とうとうあの二人…。そっか、そうだ。なら、仕方ないよ。私なんかより、最優先はナミだもんね!

それはもちろん"とんだ勘違い"である訳だが、イオナは自分の予測と言う名の妄想を信じて疑わない。

ここで私になにかあれば、ナミもサンジくんも責任感じちゃうよね。

そうだっ。こんなときこそ戦わないと!

もうこれ以上は走れないのだから、自分には戦うしかない。

彼女はある種の勘違いから勇気を得て、ゾンビ男との戦いを決意する。

「う、う、受けて立とうじゃない!?」

民家に立て掛けてあったモップを手に取ったイオナは立ち止まり、鎌ゾンビに立ち向かう。

敵はゾンビ、そう、ゾンビなんだ。

実際は今を生ける薬物中毒者なのだが、少なくとも彼女からみれば生きている人間とは思えなかった。

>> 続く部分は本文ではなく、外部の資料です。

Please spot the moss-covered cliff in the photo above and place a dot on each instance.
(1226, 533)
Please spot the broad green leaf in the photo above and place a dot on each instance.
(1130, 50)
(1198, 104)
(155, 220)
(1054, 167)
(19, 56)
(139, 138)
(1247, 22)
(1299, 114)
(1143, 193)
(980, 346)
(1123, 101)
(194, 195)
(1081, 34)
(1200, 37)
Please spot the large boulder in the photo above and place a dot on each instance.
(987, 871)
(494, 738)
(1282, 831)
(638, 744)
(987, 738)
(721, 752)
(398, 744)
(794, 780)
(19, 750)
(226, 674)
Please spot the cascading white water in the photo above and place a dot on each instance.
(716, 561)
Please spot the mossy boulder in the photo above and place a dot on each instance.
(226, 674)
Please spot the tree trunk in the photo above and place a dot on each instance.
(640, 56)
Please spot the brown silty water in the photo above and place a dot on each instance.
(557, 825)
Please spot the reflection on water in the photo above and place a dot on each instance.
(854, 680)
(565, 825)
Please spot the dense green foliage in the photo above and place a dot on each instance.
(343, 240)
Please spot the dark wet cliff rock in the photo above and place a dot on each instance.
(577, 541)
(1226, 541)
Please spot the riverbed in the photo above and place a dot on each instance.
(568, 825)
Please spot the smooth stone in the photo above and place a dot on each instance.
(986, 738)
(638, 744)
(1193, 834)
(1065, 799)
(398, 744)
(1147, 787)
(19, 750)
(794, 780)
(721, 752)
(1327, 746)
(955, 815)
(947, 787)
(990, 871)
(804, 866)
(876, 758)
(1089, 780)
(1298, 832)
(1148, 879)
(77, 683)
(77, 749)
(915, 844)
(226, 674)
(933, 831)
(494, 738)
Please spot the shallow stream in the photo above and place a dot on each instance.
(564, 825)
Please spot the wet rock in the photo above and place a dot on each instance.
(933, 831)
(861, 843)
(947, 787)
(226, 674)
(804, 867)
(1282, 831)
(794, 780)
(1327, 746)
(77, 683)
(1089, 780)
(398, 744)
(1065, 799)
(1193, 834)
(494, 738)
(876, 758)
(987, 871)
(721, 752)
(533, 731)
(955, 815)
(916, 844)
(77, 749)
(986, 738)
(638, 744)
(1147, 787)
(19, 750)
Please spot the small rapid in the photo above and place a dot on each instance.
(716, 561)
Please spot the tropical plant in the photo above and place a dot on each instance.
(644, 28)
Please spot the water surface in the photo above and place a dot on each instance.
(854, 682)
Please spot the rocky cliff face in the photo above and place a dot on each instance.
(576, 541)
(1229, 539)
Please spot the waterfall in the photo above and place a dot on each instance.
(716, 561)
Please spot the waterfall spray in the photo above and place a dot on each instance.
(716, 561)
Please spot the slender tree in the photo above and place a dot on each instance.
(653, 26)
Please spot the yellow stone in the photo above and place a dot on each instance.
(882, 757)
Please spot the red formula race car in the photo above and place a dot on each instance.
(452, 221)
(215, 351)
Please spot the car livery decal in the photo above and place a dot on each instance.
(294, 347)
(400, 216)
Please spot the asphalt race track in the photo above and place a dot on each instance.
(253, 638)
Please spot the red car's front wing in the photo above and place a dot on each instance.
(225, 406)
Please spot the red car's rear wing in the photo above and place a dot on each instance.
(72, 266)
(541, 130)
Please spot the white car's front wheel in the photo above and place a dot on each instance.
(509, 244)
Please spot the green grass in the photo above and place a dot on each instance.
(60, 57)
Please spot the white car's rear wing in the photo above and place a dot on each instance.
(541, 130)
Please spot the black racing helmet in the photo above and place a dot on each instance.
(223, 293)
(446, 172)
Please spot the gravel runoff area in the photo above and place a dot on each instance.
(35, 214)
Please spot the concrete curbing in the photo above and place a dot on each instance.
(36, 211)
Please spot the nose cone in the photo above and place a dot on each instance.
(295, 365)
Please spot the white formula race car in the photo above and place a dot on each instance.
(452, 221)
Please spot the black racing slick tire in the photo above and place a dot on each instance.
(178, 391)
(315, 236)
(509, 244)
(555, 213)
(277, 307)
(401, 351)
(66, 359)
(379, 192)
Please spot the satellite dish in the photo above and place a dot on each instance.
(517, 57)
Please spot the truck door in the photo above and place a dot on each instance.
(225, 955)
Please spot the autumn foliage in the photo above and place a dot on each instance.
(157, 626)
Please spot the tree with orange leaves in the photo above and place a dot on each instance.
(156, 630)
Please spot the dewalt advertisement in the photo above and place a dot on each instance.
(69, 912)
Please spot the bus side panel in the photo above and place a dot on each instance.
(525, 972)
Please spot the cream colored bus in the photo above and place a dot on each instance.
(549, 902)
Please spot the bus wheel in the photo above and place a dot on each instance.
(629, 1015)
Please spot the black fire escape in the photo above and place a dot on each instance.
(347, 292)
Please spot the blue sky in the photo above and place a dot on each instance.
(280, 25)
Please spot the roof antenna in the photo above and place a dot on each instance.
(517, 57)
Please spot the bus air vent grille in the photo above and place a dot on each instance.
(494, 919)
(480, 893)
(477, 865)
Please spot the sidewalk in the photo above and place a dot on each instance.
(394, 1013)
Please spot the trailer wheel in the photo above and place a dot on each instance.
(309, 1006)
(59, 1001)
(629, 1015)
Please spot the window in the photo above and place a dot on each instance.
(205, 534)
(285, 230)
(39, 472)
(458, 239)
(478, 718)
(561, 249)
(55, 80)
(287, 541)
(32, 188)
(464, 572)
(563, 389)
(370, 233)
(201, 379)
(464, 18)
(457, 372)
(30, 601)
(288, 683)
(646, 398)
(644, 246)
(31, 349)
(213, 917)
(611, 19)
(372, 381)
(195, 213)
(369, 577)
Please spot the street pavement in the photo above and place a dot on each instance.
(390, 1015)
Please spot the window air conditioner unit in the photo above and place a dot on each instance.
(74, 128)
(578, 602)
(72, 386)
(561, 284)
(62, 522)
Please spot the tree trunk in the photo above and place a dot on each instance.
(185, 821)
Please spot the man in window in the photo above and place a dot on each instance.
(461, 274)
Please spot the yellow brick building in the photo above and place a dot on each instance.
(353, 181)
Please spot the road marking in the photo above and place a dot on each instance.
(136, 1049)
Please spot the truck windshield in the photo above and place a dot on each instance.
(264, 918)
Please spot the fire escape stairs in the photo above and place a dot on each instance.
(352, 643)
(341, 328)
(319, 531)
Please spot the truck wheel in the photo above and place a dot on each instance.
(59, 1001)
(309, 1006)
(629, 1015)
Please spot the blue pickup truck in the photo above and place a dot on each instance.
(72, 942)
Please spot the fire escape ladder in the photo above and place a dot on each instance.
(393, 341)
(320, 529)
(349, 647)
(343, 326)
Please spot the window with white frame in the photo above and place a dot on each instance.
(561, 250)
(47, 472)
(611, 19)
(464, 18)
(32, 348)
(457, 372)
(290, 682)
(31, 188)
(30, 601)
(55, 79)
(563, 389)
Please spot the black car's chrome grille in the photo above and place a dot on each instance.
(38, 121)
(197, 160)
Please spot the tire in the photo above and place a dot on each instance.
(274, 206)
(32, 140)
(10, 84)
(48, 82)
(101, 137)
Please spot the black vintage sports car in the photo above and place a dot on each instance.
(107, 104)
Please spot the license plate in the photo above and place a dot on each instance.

鎌を振り上げよたよたと歩みよってくる姿を、ジッと睨み付ける。

もし間違って殺しても、相手がゾンビじゃ…、犯罪にはならないよね!?

ってか、血でるの?
ゾンビの返り血とか浴びたくないっ!

まるで自分に言い聞かすかのように、海賊らしからぬ発言を心中で繰り返しながら、イオナは堅く瞼を閉ざし、モップの先端を豪快に振り下ろした。

ボコッ

確かに感じる手応え。

モップがわずかにしなる反動そのものが、全身にその感触を巡らせる錯覚を送り込む。

「ううわぁ、きっしょいっ!」

耐えられなかった。

その手応えは生々しく不気味で、なにより敵が漏らした苦痛の呻きが気色悪かった。

イオナはそれから逃れるために、とっさにモップから手を離し─同時に後悔する。

あぁ、まずいっ!

彼女はここでやっと瞼を持ち上げた。

敵は腕を頭上に掲げており、どうやらその腕を犠牲に攻撃を受け止めたらしい。

「やっぱりゾンビなんだ…」

普通の人間ならば、腕の痛みで一時的に動きを取れなくなるハズだ。多少動じた様子は見せたものの、再び平然と動き出した様子をみて彼女は確信する。

そんな彼女の胸中など知るよしもなく─鎌ゾンビは頭をかばった腕を力なくブランと垂らし、鎌を持つ方の腕を振りあげた。

カランッ

取り落としたモップが地を跳ねる。

もはや絶望的…ではない。

いける!

何故か沸き上がる根拠のない自信。
しかし、それが彼女の力。

鎌が振り下ろされると同時、イオナは瞬時にしゃがみこみモップを再び手にする。身体を伏せたまま、刃先から逃れるための一歩を踏み出し─

グジャリ。

─無情にも、その鎌は右肩に鋭い痛みを浴びせかけた。

「あっ、痛ぁ…。」

その刃が錆びていたせいか、肉を切り落とされるまでには至らず、柔肌を引き千切るかのようして肩に傷をうむ。

「逃げないと!」

ゾンビって血液感染だっけ?
もしかして、私ゾンビ予備軍??
そんなの嫌なんだけど!?

熱く疼く傷口を押さえつつ、余計なことを考えるイオナ。対するゾンビは、なにやらブツブツと呟きながら再び鎌を振り上げた。

受けて立つ!モップだけど!

しゃがみこんだまま、血の流れる右腕で構えたモップ。傷口を左手で押さえているものの、止血するには及ばない。

鎌ゾンビは低い呻き声をあげながら、それまでより力強く鎌を振り降ろし─イオナは硬く瞼を閉じる。

こういうとき、ゾロが助けに来てくれたらラブメロ展開なのにぃいいい〜!

全く緊張感のない心の絶叫。

それが届いたのだろうか。

─刹那。

彼女は左腕を掴まれ、何者かに抱き寄せられた。